I’ve had a number of people tell me how different it is being a campaigner or lobbyist in Scotland, with a smaller and much more responsive parliament to work with. My brother discovered this when he was working with the Scottish Wildlife Trust and was asked to invite the environment minister to a conference. So he phoned him, had a chat, and five minutes later added him to the list of attendees. It’s all a lot more direct and uncomplicated. But there’s another side to Scottish politics that’s encouraging – on the environment, they’re just a lot more ambitious.
While the national government tries to quietly wriggle out of any serious climate action, the Scottish government has its own Climate Change Act and cross-party support for it. Westminster failed to set 2030 targets for the energy market this year, but Scotland agreed theirs independently and are far more ambitious – 100% renewable energy by 2020. Scotland also has a Climate Justice Fund which funds adaptation projects in developing countries. The pledge I wanted to mention today was the plan announced this year to eliminate petrol and diesel cars by 2050.
- First, lead by example: charge points will be fitted at all government buildings, and government vehicles will be replaced with electric as they are retired. Dundee City Council, for example, has 39 electric cars in its pool already.
- Create the infrastructure for electric cars. Rapid charge points will be installed along Scotland’s main travel routes, at minimum intervals of 50 miles, and encourage a market for recharging. Those buying a plug-in car or hybrid are being offered a free charging point, at the government’s expense. Businesses can also apply for funding to fit charge points for employees. Ensure new developments plan for electric car use going forward.

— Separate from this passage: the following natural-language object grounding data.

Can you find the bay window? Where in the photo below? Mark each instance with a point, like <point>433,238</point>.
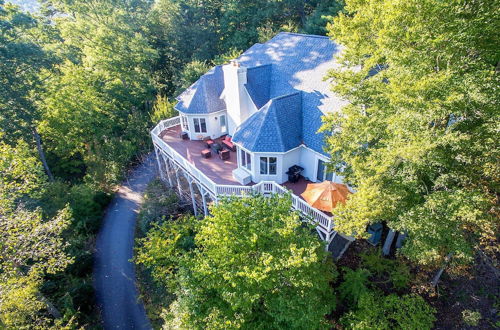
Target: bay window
<point>246,161</point>
<point>268,165</point>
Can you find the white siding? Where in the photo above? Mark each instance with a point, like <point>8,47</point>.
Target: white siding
<point>213,125</point>
<point>289,159</point>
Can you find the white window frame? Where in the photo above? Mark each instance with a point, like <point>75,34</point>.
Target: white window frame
<point>325,173</point>
<point>245,160</point>
<point>197,122</point>
<point>223,129</point>
<point>267,169</point>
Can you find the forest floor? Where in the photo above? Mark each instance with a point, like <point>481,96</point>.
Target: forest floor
<point>475,289</point>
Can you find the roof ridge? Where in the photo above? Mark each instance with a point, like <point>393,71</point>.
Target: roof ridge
<point>258,66</point>
<point>276,118</point>
<point>303,35</point>
<point>284,96</point>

- Make electric cars more desirable than petrol cars. Opportunities here include priority or free parking, lower tolls, or exemption from charging zones. Support new business models around electric cars, such as leasing. Low emission zones in cities create a financial incentive for businesses to improve their fleets.
- Educate people about the benefits to electric cars, and raise awareness of the incentives. Review and troubleshoot.
- Legislate out the most polluting vehicles. By 2040 all vehicles sold will need to be zero emissions at the tailpipe.
Of course, none of this would be green without the pledge to decarbonise the electricity supply too. But Scotland has huge renewable energy potential and already leads the rest of Britain in wind and hydro power. The main downside is that this still assumes that car travel is inevitable, when actually I think reducing the need to travel at all is more sustainable still, as well as safer and better for communities. The problems with car culture don’t begin and end with fossil fuels – see the obesity crisis, the decline of town centres, traffic, and the fact that the more cars there are on your street, the less likely you are to know your neighbours by name.
Scotland’s vision includes plans for electric buses and a whole programme for encouraging car clubs and shared plug-in vehicles. That’s good, but I hope there are plans for walkable cities, urban transit systems and support for cycling too – a vision for life beyond the private car as our main form of transport.